The sorted list must be assigned to an array variable in order to be used. The statement sort (@array); doesn't do anything useful because the sorted list is not assigned to anything. |
Note that sort treats its items as strings, not integers; items are sorted in alphabetical, not numeric, order. For example:
@array = (70, 100, 8); @array = sort (@array);
In this case, sort produces
(100, 70, 8)
not
(8, 70, 100)
Because sort is treating the elements of the list as strings, the strings to be sorted are 70, 100, and 8. When sorting characters that are not alphabetic, sort looks at the internal representation of the characters to be sorted. If you are not familiar with ASCII (which will be described shortly), this might sound complicated, but it's not too difficult to understand.
Here's how it works: When Perl (or any other programming language) stores a character such as r or 1, what it actually does is store a unique eight-bit number that corresponds to this character. For example, the letter r is represented by the number 114, and 1 is represented by the number 49. Every possible character has its own unique number.
The sort function uses these unique numbers to determine how to sort character strings. When sorting 70, 100, and 8, sort looks at the unique numbers corresponding to 7, 1, and 8, which are the first characters in each of the strings. As it happens, the unique number for 1 is less than that for 7, which is less than that for 8 (which makes sense when you think of it). This means that 100 is "less than" 70, and 70 is "less than" 8.
Of course, if two strings have identical first characters, sort
then compares the second characters. For example, when sort
sorts 72 and 7$, the first characters are identical;
sort then compares the unique number representing 2
with the number representing $. As it happens, the number
for $ is smaller, so 7$ is "less than"
72.
NOTE |
The set of unique numbers that correspond to the characters understood by the computer is known as the ASCII character set. Most computers today use the ASCII character set, with a couple of exceptions as follows: You don't really need to worry about what character set your machine uses, except to take note of the sorting order. A complete listing of the ASCII characters can be found in Appendix B, "ASCII Character Set." |
Normally, sort sorts in alphabetical order. You can tell the Perl interpreter to sort using any criterion you like. To learn more about sort keys, refer to Day 9, "Using Subroutines."

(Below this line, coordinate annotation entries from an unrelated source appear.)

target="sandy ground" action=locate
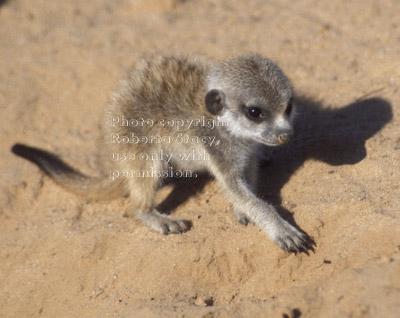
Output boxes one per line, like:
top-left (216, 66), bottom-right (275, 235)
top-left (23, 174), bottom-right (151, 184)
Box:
top-left (0, 0), bottom-right (400, 318)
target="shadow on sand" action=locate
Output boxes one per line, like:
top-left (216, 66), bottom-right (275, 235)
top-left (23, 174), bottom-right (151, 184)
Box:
top-left (159, 96), bottom-right (392, 243)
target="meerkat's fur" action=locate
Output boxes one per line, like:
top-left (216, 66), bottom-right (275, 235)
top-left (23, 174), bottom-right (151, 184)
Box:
top-left (13, 54), bottom-right (312, 252)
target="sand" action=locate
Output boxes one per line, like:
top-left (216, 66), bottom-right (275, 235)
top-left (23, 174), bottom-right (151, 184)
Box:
top-left (0, 0), bottom-right (400, 318)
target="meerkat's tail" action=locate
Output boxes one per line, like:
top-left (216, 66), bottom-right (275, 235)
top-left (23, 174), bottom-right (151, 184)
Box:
top-left (11, 144), bottom-right (126, 200)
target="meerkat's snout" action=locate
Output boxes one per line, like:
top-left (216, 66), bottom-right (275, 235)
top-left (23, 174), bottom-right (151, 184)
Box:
top-left (278, 130), bottom-right (294, 144)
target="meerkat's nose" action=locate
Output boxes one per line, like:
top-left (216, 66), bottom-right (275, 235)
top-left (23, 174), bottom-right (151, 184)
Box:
top-left (278, 131), bottom-right (294, 143)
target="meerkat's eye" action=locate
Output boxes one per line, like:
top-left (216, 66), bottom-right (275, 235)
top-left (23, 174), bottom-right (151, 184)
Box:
top-left (285, 101), bottom-right (293, 116)
top-left (247, 107), bottom-right (264, 119)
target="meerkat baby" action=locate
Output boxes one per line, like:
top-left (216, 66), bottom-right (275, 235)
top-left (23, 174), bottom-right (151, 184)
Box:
top-left (12, 54), bottom-right (313, 252)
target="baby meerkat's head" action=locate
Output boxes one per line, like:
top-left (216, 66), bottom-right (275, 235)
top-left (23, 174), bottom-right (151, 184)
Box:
top-left (205, 54), bottom-right (294, 146)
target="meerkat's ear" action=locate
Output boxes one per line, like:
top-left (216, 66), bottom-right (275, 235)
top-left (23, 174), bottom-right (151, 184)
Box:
top-left (206, 89), bottom-right (225, 115)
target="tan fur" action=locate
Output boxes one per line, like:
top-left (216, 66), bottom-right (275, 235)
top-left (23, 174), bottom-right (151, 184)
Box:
top-left (13, 54), bottom-right (312, 252)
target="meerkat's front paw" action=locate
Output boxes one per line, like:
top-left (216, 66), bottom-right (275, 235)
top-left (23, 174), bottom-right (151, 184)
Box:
top-left (234, 209), bottom-right (254, 226)
top-left (272, 221), bottom-right (315, 254)
top-left (138, 211), bottom-right (192, 235)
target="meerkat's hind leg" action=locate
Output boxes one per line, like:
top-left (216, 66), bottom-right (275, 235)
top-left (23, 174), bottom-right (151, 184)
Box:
top-left (129, 162), bottom-right (191, 234)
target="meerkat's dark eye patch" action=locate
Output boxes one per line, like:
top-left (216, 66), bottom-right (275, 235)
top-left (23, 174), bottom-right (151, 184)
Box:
top-left (243, 105), bottom-right (265, 121)
top-left (285, 100), bottom-right (293, 116)
top-left (247, 107), bottom-right (263, 118)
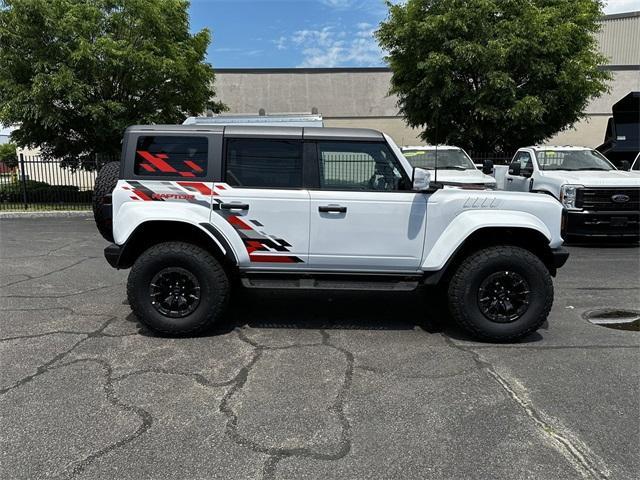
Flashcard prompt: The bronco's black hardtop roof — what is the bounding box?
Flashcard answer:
[125,125,384,141]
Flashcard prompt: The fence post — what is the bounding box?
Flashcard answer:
[20,153,29,210]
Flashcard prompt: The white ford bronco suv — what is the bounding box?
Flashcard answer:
[94,125,568,341]
[505,146,640,241]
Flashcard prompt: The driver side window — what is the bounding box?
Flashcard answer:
[318,142,408,192]
[509,152,533,172]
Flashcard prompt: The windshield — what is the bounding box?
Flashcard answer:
[536,150,615,171]
[402,148,476,170]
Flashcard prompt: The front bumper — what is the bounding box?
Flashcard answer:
[551,247,569,268]
[104,243,124,268]
[565,211,640,240]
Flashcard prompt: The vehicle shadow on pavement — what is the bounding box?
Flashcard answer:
[127,289,547,343]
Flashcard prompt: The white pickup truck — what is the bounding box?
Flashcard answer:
[505,146,640,241]
[94,124,568,341]
[402,145,496,190]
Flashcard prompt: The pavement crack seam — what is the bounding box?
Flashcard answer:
[112,368,234,388]
[0,283,121,299]
[0,317,118,395]
[443,335,610,480]
[47,359,153,479]
[3,257,96,288]
[219,329,354,479]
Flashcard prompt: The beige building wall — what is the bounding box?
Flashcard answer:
[216,12,640,147]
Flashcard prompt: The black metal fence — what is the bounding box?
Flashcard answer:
[0,154,112,211]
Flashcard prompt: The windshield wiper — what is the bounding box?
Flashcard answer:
[574,167,611,172]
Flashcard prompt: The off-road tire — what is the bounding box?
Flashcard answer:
[448,246,553,342]
[93,162,120,242]
[127,242,230,336]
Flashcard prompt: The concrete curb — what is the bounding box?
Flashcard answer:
[0,210,93,220]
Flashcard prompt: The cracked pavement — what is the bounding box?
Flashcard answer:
[0,218,640,479]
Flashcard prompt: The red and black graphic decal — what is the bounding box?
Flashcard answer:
[122,181,303,263]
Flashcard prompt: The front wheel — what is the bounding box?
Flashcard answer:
[448,246,553,342]
[127,242,230,335]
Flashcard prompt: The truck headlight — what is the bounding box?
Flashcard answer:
[560,185,584,210]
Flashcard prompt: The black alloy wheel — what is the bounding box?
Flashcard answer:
[478,270,531,323]
[149,267,200,318]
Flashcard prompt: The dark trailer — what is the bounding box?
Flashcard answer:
[596,92,640,170]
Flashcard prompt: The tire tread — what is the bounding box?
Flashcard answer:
[448,245,553,342]
[127,242,230,335]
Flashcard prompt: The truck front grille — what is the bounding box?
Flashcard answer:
[576,188,640,211]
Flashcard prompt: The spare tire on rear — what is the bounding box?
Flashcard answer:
[93,162,120,242]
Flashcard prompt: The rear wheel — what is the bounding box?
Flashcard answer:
[448,246,553,342]
[127,242,230,335]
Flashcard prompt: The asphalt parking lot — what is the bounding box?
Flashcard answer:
[0,218,640,479]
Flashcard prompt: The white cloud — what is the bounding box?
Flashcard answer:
[604,0,640,13]
[277,22,382,67]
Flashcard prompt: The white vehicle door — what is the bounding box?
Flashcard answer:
[309,140,427,272]
[212,137,309,270]
[504,152,533,192]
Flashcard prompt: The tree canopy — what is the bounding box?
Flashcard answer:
[0,143,18,168]
[376,0,610,153]
[0,0,223,166]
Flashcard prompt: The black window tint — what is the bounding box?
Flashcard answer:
[225,138,302,188]
[318,142,408,191]
[134,135,208,178]
[511,152,533,170]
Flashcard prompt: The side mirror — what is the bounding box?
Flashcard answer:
[413,167,431,192]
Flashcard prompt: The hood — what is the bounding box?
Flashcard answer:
[429,169,496,184]
[540,170,640,187]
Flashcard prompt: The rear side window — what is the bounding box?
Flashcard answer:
[318,142,408,192]
[134,135,208,178]
[225,138,302,188]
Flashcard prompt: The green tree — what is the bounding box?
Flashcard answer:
[0,143,18,168]
[0,0,224,167]
[376,0,610,153]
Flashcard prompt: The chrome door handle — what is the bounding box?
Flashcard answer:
[318,205,347,213]
[220,203,249,210]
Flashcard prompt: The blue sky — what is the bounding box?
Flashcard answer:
[190,0,640,68]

The library function reverse reverses the order of the elements of a list or array variable, and returns the reversed list.
The syntax for the reverse library function is
retlist = reverse (array);
array is the list to reverse, and retlist is the reversed list.
Here is an example:
@array = ("backwards", "is", "array", "this"); @array2 = reverse(@array);
The value assigned to @array2 is the list
("this", "array", "is", "backwards")
As with sort, reverse does not change the original array.
If you like, you can sort and reverse the same list by passing the list returned by sort to reverse. Listing 5.13 shows an example of this. It reads lines of data from the standard input file and sorts them in reverse order.
Listing 5.13. A program that sorts input lines in reverse order.
1: #!/usr/local/bin/perl 2: 3: @input = <STDIN>; 4: @input = reverse (sort (@input)); 5: print (@input);
$ program5_13 foo bar dip baz ^D foo dip baz bar $
Line 3 reads all the input lines from the standard input file into the array variable @input. Each element of input consists of a single line of input terminated with a newline character.
Line 4 sorts and reverses the input line. First, sort is called to sort the input lines in alphabetical order. (Recall that when one library function appears inside another, the innermost one is called first.) The list returned by sort is then passed to reverse, which reverses the order of the elements of the list. The result is a list sorted in reverse order, which is then assigned to @input.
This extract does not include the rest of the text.